Na década de 1970, o desenvolvimento brasileiro se sustentou na organização da economia e da sociedade, de modo flexível e descentralizado. Operava-se no país a fase do “milagre econômico” que, além da industrialização na região Sudeste, estimulava a modernização da economia agrícola do Sul, as fronteiras agrícolas no Centro-oeste e a exploração das reservas minerais na região Norte, sobretudo no Pará.
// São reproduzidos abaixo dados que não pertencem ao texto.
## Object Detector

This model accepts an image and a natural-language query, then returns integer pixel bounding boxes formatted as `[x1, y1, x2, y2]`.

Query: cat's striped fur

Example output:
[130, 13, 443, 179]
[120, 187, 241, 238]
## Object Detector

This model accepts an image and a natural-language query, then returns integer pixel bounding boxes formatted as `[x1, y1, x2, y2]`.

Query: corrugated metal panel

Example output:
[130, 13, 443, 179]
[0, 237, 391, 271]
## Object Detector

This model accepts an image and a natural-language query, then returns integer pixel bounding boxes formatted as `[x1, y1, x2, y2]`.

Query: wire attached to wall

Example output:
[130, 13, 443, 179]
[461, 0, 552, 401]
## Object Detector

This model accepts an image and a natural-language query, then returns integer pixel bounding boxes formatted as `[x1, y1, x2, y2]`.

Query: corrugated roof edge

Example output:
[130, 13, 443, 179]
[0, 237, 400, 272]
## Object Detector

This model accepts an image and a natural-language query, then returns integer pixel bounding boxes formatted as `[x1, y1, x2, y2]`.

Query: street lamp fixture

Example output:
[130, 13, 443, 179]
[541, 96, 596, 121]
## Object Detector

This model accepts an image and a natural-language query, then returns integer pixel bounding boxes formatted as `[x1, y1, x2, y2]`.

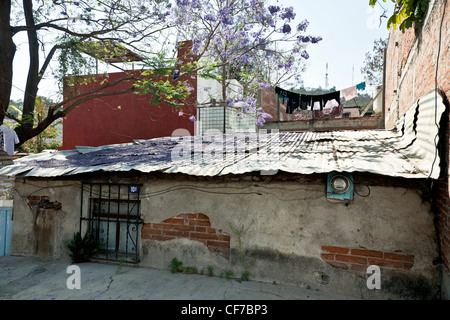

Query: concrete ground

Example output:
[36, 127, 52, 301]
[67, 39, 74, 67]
[0, 256, 358, 301]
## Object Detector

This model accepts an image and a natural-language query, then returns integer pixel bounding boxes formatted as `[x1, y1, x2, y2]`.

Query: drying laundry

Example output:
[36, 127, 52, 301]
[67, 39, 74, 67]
[0, 124, 20, 156]
[341, 86, 358, 101]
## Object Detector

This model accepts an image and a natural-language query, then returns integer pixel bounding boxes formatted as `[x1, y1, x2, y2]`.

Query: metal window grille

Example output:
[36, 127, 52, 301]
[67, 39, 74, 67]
[198, 106, 256, 135]
[80, 183, 142, 263]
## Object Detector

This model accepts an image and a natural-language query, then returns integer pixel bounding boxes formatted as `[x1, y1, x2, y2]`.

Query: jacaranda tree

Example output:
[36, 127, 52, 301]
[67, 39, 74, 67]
[0, 0, 321, 148]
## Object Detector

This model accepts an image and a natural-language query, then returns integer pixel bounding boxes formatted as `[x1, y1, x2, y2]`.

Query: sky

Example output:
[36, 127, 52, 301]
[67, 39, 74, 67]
[278, 0, 393, 94]
[7, 0, 392, 100]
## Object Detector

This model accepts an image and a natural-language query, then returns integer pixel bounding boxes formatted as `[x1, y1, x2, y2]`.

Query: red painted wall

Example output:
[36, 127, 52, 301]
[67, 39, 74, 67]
[60, 42, 197, 150]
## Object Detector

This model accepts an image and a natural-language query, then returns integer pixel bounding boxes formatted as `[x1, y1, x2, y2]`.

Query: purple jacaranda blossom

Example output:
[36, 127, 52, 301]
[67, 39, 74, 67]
[300, 50, 309, 59]
[268, 6, 280, 15]
[203, 14, 216, 22]
[297, 20, 309, 32]
[282, 23, 291, 33]
[281, 7, 295, 20]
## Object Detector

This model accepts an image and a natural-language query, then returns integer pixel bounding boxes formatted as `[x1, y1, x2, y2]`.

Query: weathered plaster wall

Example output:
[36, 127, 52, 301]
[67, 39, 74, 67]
[13, 177, 437, 298]
[385, 0, 450, 299]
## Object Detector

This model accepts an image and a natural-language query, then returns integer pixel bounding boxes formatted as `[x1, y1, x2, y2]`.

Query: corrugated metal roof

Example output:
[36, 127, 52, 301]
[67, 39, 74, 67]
[0, 92, 445, 179]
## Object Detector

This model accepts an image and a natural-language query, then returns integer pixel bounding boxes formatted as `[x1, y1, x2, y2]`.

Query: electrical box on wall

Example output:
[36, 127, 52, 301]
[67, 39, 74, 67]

Nesse contexto, o planejamento estatal operava por maior interligação regional com a consolidação de infraestruturas em transportes e comunicações.
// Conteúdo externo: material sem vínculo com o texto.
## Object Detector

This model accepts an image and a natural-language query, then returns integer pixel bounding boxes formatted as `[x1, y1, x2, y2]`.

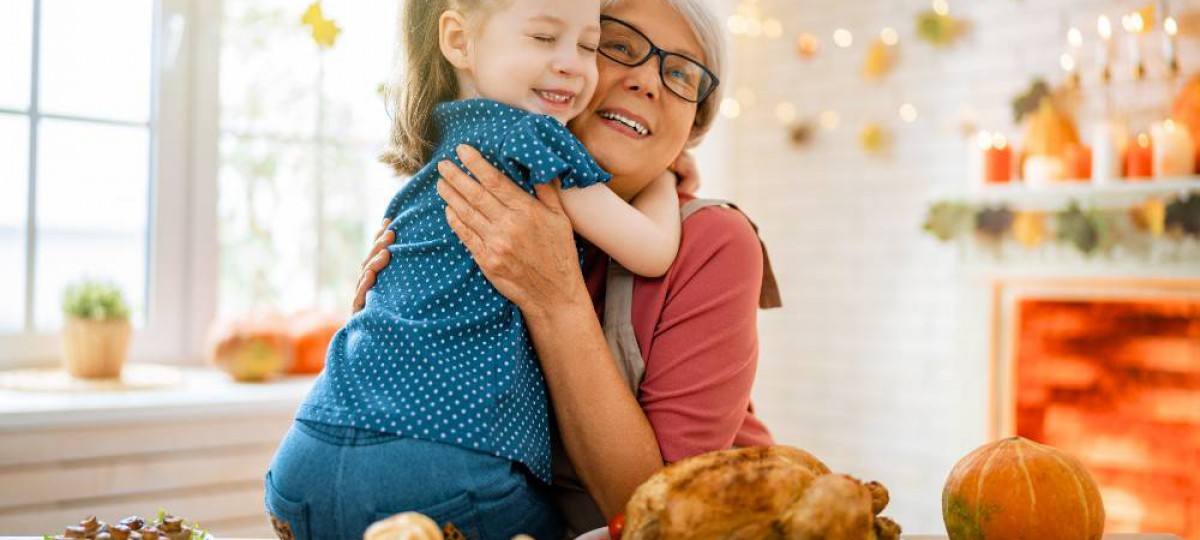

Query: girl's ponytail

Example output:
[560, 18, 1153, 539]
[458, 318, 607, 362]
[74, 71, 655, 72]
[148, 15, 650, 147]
[379, 0, 458, 175]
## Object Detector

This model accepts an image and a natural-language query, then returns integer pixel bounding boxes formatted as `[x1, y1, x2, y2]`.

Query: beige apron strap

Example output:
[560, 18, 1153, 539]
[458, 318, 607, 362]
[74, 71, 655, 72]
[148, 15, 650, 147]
[679, 199, 784, 310]
[604, 259, 646, 396]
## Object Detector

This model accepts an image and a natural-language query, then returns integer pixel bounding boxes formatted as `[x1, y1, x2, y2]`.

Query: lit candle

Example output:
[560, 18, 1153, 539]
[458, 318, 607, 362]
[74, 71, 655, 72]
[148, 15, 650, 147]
[1092, 119, 1129, 184]
[1062, 143, 1092, 181]
[1126, 133, 1154, 180]
[979, 133, 1013, 184]
[1096, 16, 1112, 84]
[1062, 26, 1084, 88]
[1163, 17, 1180, 77]
[1151, 120, 1196, 178]
[1121, 12, 1146, 80]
Entretanto, muitos dos projetos desenvolvimentistas desse momento não levavam em consideração a diversidade econômica, social e política. Eram projetos que se concentravam em objetivos abstratos e distantes da necessidade da coletividade. Por isso, conforme Celso Furtado (1974, p. 89), a universalização do desenvolvimento econômico aos moldes dos países centrais seria um simples mito, pois não considera ações básicas como, “[...] identificação das necessidades fundamentais da coletividade e das possibilidades que abrem ao homem o avanço da ciência, para concentrá-las em objetivos abstratos, como são os investimentos, as exportações e o crescimento” (Op. Cit.). Sendo assim, Furtado já previa a necessidade de analisar as especificidades locais.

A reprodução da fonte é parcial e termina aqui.